Ces réintégrations ne font pas l’unanimité, y compris au sein de l’entreprise. Ainsi, lors d’une réunion de la Commission départementale provisoire de la main-d’oeuvre de Saône-et- Loire, qui réunit représentants des employeurs et des salariés, tenue à Châlons-sur-Saône le 9 octobre 1945, l’une des questions évoquées touche justement au « réembauchage à la SNCF ». Le procès-verbal de la séance rapporte l’intervention du représentant de la SNCF, M. Debarbouille, qui « fait remarquer que des agents ayant volé pendant l’occupation ont été réembauchés parce que leurs vols ont été considérés comme “vols patriotiques”, ce qui n’était pas le cas » et précise que ces réembauchages « ont d’ailleurs été très mal accueillis par le personnel honnête ». Les exemples de candidats à la réintégration écartés in extremis grâce à la vigilance de l’encadrement en place ne manquent pas. Ainsi, le 11 avril 1945, le chef de gare de Lozanne (Rhône) appelle l’attention de sa hiérarchie sur le passé de Joseph M., ancien brigadier de manutention à Lyon-Vaise. Révoqué pour vol et condamné à six mois de prison le 17 juin 1943 par le tribunal correctionnel de Lyon, notre homme avait refait surface à Lozanne comme « chef de poste des gardes-voies requis » et avait profité de sa nouvelle affectation pour dérober, le 14 janvier 1944, deux colis express (vol reconnu par lui) et un colis de prisonnier de guerre (vol qu’il conteste). Traduit devant le tribunal spécial, il est relaxé le 24 mai 1944 au bénéfice du doute pour le colis de prisonnier de guerre, le reste du vol bénéficiant de cette relaxe. S’il échappe à la justice, l’intervention du chef de gare de Lozanne empêche sa réintégration.


En mars 1946, Notre Trafic, journal du Service commercial de la SNCF, signale que loin d’avoir cessé avec la guerre, les vols sont de nouveau en augmentation. Et, comme aux heures les plus sombres, les cheminots sont montrés du doigt : « Nous savons que la réalité est différente et que presque toujours ces vols sont commis par des étrangers, mais la clientèle n’entre pas dans ces considérations ; elle a confié ses marchandises au Chemin de fer, il en est responsable jusqu’à la livraison et s’il y a perte ou vol on nous objecte : “C’est à vous de faire votre police”. » La Surveillance générale, dont les effectifs ont été renforcés (plus de 4 000 agents) est toujours en première ligne, mais cela ne suffit pas. Les cheminots sont invités à faire de « l’auto-défense » afin de démasquer « la brebis galeuse » qui a pu se glisser dans leurs rangs, mais aussi « faire la chasse aux voleurs amateurs ou professionnels qui rôdent [et] sont souvent beaux parleurs, et très aimables… ». Surtout, ils doivent veiller à ne pas faciliter les vols en vérifiant la solidité des emballages, en surveillant de près colis et bagages, en expulsant les personnes étrangères au service, etc. « Tous au travail donc, pour que notre corporation soit délivrée des soupçons que certains voudraient faire peser sur elle et que, dans nos compte, on assiste à une diminution verticale des sommes inscrites dans cette agaçante rubrique “Indemnités pour pertes et vols”. »

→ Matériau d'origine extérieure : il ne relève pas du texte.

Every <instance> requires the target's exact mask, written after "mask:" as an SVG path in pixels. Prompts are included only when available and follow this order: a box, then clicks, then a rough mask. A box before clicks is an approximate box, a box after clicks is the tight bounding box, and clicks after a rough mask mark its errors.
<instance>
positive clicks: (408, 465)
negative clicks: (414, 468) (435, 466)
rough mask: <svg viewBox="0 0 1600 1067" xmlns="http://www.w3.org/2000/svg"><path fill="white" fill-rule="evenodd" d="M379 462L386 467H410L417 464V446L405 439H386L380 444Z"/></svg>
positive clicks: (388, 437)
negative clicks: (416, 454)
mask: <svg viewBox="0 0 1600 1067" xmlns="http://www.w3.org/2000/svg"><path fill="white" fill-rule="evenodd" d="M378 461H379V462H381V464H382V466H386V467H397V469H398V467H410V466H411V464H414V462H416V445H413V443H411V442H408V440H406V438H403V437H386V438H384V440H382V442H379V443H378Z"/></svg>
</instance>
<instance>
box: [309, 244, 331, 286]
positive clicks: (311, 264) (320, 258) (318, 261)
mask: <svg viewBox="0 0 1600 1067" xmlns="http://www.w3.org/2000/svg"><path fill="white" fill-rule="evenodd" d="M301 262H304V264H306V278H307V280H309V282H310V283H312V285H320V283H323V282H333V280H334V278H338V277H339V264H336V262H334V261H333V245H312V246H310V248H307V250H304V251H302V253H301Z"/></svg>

Cette étude s’appuie sur l’exploitation d’un certain nombre de dossiers mis en ligne par le Centre des Archives historiques SNCF (CAH) du Mans, notamment sous les cotes 25LM (Service central du personnel) 240-1 (statistiques, 1941-1946) ; 25LM 240-2 (Procès-verbaux de la Sous-commission de surveillance générale de décembre 1941 à mai 1943 et de la Commission consultative de surveillance générale de juillet 1943 à juillet 1944) ; 505LM 544-1 (Prévention et répression des vols dans l’enceinte du chemin de fer, 1938-1944).